Well ..now I’ve done it..finally tore up my knee so bad it’s going to have to be replaced. The pain of bone on bone has just gotten too much for me to bear, so it’s off to the hospital for me. I have put this off for entirely too long.

I tore up my knees years ago when I was a cop in Houston, but in those days you just healed up so fast that nothing seemed to stop you from one day to the next. About thirty years ago, I had my left one fixed and have put off thinking about doing anything to the right one for all of these years. The therapy for the first one was hard enough and I really didn’t want to go through that again unless I really had to.

Now I really have to. Last week or so I took a trip to Philadelphia which involved trains, planes and cars a lot of walking, too much as it appears. I came back limping and had a miserable weekend waiting for the doctor to see me last Monday. I’ m thinking he could just clean it out and all would be fine, but that’s not going to be the case. Nope, he said mine looked worse than his and he was leaving that afternoon to go and have his fixed.

I’ m sure having some terminal illness takes the wind out of your sails, but having my knee replaced certainly set me back a notch or two. First of all, it means I have to finally give up my car. I love my car, but it sits really low to the ground and is difficult to get in and out of. A practice that I am sure has not helped me over these past years. I have a theory about getting older and driving. I believe that driving a smaller, faster car makes you more alert than if you drive one of these large floating boat vehicles. At least this is my story and I’ m sticking to it.

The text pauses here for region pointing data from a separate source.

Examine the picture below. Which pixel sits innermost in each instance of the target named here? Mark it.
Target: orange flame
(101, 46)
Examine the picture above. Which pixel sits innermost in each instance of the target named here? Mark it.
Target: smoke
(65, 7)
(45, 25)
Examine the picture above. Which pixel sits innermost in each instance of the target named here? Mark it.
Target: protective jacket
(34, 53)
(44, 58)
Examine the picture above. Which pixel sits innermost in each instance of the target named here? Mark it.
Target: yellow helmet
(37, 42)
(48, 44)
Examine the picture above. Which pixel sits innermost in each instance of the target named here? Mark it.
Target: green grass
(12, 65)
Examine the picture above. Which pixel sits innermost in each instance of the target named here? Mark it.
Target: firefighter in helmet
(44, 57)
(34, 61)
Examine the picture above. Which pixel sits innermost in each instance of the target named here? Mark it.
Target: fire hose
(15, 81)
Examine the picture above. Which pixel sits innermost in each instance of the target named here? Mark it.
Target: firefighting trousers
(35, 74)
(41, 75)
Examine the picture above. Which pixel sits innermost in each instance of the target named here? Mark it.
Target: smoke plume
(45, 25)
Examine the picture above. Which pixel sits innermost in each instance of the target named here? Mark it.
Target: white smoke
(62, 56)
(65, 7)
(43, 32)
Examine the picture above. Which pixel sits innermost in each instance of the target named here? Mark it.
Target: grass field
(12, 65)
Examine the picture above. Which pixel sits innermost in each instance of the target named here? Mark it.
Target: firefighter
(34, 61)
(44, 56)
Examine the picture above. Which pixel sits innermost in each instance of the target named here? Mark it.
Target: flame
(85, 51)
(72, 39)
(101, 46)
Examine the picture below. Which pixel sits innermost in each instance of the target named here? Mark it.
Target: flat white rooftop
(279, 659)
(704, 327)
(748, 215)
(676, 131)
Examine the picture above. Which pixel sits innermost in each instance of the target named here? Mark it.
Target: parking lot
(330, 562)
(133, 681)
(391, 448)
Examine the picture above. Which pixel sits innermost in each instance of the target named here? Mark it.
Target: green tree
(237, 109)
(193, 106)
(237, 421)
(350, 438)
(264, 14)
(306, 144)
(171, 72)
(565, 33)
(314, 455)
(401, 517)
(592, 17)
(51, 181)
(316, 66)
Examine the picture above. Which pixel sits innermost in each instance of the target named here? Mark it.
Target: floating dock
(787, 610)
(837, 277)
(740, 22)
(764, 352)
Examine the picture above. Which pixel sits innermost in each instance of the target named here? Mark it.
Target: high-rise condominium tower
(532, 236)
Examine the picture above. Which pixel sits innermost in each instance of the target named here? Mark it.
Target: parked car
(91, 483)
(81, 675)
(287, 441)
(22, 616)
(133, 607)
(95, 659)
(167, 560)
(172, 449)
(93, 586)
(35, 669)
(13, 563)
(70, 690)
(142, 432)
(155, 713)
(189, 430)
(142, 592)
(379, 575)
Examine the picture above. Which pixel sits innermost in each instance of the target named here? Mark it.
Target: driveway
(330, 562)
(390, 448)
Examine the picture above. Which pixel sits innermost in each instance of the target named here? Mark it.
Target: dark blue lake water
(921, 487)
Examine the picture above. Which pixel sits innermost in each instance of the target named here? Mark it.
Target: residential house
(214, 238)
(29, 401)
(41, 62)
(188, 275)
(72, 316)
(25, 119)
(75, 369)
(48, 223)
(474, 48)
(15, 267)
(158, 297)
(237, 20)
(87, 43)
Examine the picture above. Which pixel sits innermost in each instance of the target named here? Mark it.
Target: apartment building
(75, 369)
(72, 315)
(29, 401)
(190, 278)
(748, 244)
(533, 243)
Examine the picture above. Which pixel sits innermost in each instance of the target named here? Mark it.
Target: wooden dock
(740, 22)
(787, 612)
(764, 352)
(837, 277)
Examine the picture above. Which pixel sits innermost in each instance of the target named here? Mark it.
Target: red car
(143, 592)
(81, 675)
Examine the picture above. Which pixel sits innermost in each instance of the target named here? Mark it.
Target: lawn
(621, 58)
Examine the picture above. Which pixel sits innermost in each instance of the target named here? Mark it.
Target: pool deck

But the time has come for me to give it up and buy something a little more sensible as much as I hate to do so. I suppose the next step is to take away my drivers license in another fifteen or twenty years. You can just gas me when that happens. As it stands now, I’ m hobbling around much like Walter Brennan used to do on the ‘ Real McCoy’s’ while waiting to see when they will take me for surgery. I’ m sure the operation is different than it was thirty years ago, but I just don’t like hospitals or being operated on, I don’t suppose anyone does.

This whole exercise has gotten me to wondering why we try to put off the effects of aging for as long as we do. For example, I know that I need hearing aids, but like a lot of men my age; I keep putting off buying some. I keep thinking my hearing will get better, even though I really know it won’t. Not being able to hear really well is difficult but not impossible. You can get by and fake a lot of it, but you do look like an idiot sometimes when someone asks you a question and you answer wrong and they have to repeat it just to see if you are crazy or what. Poor hearing causes you to nod and smile in a lot of the wrong places. Here you are in the middle of a fairly positive conversation, you’ re catching most of the conversation and being agreeable then you start to lose the volume and you smile and say something like Yeah, I’ll go along with that.’ You know you’ve screwed up and they repeat the question which could be something along the lines of . ‘did you hear the news about the guy trying to poison the New York City water supply Worse is when they don’t repeat the question and just walk away. You have to chase them down to figure out what you missed.

I will say I’ m getting a lot of attention and limping does allow for you to board the plane first without guilt. I won’t use a wheelchair at any time in the near future if I can help it. The cane is ok’ I like canes’ not w a walker’ a cane. As for the sports car, well, we’ll just have to see how the knee heals and then take another look at what I could drive. I’ll bet there is something I can fit into.

Remember growing older is not an option but growing up is.